The litigation being pursued by Delta Coal Mining Pty Ltd (Delta) liquidators Said Jahani and John McInerney is set to test the forensic mettle of McGrathNicol partner and referee in demand Robyn McKern.
The Grant Thornton pair have commenced proceedings for unfair preferences and for insolvent trading with combined claims totalling $25 million.
But with the date of Delta’s insolvency critical to the amounts Jahani and McInerney hope to recover, the difference between their estimate of late November 2016 and McKern’s of January 2017 – delivered in her independent Referee Report – could slash potential recoveries by more than $4.5 million.
“The consequence of the liquidators failing to bring the insolvent trading proceeding to the attention of the Court in the preference proceeding at an earlier time is that the referee has made findings on insolvency in the one proceeding which is also an issue in the other proceeding, but the defendants in the other proceeding did not have the opportunity to participate in the referral process by which the referee made her findings.” Justice Angus Stewart.
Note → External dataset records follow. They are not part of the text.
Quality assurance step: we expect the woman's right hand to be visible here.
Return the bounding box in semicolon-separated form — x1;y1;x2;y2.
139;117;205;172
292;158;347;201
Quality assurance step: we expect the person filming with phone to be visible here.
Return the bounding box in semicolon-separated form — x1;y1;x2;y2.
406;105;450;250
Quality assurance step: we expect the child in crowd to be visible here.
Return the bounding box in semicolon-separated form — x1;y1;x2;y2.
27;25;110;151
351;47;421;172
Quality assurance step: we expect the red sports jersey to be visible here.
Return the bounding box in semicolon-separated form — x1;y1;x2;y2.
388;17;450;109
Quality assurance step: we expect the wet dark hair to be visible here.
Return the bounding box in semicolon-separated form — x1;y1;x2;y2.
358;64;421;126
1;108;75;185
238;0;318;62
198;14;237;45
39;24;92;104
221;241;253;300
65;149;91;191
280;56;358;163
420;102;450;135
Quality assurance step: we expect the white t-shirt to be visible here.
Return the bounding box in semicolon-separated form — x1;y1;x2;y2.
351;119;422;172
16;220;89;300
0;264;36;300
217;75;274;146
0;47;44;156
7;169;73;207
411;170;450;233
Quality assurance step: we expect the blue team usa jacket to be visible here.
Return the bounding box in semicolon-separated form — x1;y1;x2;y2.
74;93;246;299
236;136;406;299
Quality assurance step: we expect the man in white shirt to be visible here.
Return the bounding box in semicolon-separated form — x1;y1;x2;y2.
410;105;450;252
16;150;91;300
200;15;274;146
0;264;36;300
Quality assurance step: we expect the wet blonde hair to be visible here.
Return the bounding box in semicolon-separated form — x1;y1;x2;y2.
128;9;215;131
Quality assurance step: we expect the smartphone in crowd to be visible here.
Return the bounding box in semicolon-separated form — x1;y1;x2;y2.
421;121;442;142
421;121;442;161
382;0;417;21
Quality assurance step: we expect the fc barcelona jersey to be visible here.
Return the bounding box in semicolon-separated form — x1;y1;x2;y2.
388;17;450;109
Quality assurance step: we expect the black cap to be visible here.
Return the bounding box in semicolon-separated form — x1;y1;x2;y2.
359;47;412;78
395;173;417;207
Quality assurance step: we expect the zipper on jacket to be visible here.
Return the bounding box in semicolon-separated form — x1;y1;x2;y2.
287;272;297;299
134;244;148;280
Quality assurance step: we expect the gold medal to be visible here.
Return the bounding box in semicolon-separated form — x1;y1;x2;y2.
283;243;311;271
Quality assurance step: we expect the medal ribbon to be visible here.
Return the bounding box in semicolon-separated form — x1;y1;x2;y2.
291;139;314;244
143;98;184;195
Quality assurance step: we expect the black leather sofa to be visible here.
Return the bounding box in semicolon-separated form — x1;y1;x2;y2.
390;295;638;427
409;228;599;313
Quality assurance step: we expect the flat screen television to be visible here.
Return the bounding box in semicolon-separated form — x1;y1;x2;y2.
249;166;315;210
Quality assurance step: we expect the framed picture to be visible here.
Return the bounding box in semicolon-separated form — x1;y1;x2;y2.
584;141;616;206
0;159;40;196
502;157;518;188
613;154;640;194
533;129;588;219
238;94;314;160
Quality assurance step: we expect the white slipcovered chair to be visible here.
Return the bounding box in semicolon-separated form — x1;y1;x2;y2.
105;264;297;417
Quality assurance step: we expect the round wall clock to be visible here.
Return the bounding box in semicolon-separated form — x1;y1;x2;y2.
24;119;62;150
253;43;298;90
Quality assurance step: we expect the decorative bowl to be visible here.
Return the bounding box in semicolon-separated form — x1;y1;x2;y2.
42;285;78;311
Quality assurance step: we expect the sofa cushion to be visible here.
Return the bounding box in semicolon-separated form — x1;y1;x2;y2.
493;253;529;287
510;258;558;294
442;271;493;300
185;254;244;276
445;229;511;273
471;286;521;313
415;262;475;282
The pot at most risk of shrinkage holds $13.9 million worth of voidable preferences, assuming Jahani and McInerney are right.
At a meeting of creditors in June Jahani said that if McKern’s estimate is upheld then the preferences claim will need to be recast to a more modest $9.2 million.
Unsurprisingly that has incentivised the liquidators to spend some of the $5 million in funds they currently control challenging her estimate in the courts.
Yesterday the liquidators’ counsel Michael Rose of Nine Wentorth told Justice Angus Stewart of the Federal Court that his clients intend to show that McKern had “erred in law” no less than four times.
Rose said Mckern’s assumption that debts to the company were due and payable only after 60 days was wrong and that they were repayable after 30 days had elapsed.
Given McKern has been the forensic guru of choice for such significant inquiries as the Commission into Crown Casino, the liquidators must be confident.
Initially the CoT was the only defendant in the unfair preferences proceedings. The liquidators subsequently were granted leave to add 28 and have them brought under a Mothership regime so the date of insolvency question didn’t have to be determined separately for each. Settlements then slashed the number by more than half.
Of the 13 defendants remaining the Commissioner of Taxation (CoT) dominates, having received $9 million the liquidators claim he wasn’t entitled to.
Appearing yesterday so as to try and ensure the CoT hangs on to as much as he’s entitled to were Steve College SC of St James Hall and Alistair Oakes of 8 Wentworth.
It was around the time that the leave to consolidate the proceedings into a Mothership claim – late 2020 – that McKern was engaged and prepared her report, based on evidence and from submissions from the liquidators and the defendants.
It was also around this time that, unbeknownst to the court, McKern or the preference proceedings defendants, the liquidators commenced insolvent trading proceedings against three of Delta’s directors and the executor of the estate of a fourth.
Realisation came when the insolvent trading defendants sought third party access to McKern’s report, no doubt eager to learn how her estimate of the date insolvency might be utilised to diminish or discharge their culpability.
It was also a realisation that saw the liquidators cop some stick from the judge.
“It is, to say the very least, unfortunate that the liquidators failed to bring to the attention of the Court and the defendants in the preference proceeding at a much earlier time that they were filing another related proceeding that raised a common issue,” Justice Stewart said in his August 9 judgment Jahani (liquidator) v Alfabs Mining Equipment Pty Ltd, in the matter of Delta Coal Mining Pty Ltd (in liq) (No 2)  FCA 927.
“That only became apparent to the Court when the defendants in the insolvent trading proceeding sought third party access to the by then finalised referee’s report in the preference proceeding,” he said.
“The consequence of the liquidators failing to bring the insolvent trading proceeding to the attention of the Court in the preference proceeding at an earlier time is that the referee has made findings on insolvency in the one proceeding which is also an issue in the other proceeding, but the defendants in the other proceeding did not have the opportunity to participate in the referral process by which the referee made her findings,” he said.
That’s not to imply that Jahani and McInerney didn’t have a very sound reason for not disclosing the commencement of the insolvent proceedings at the time they initiated them.
And of course, this is not where the complexities of the case, or the challenges to McKern’s determination of insolvency necessarily end.
Several weeks before Jahani and McInerney’s appointment as voluntary administrators (VAs) on June 1, 2017 the directors sought advice from Sheahan & Lock Partners.
iNO understands the advice was verbal and its sources include a prominent and experienced insolvency lawyer.
Nevertheless the insolvent trading directors and their professional indemnity insurer have filed a cross claim against Sheahan & Lock and their insurer.
That raises the possibility of a third estimate in respect of when Delta became insolvent, and another potential dent in McKern’s mettle.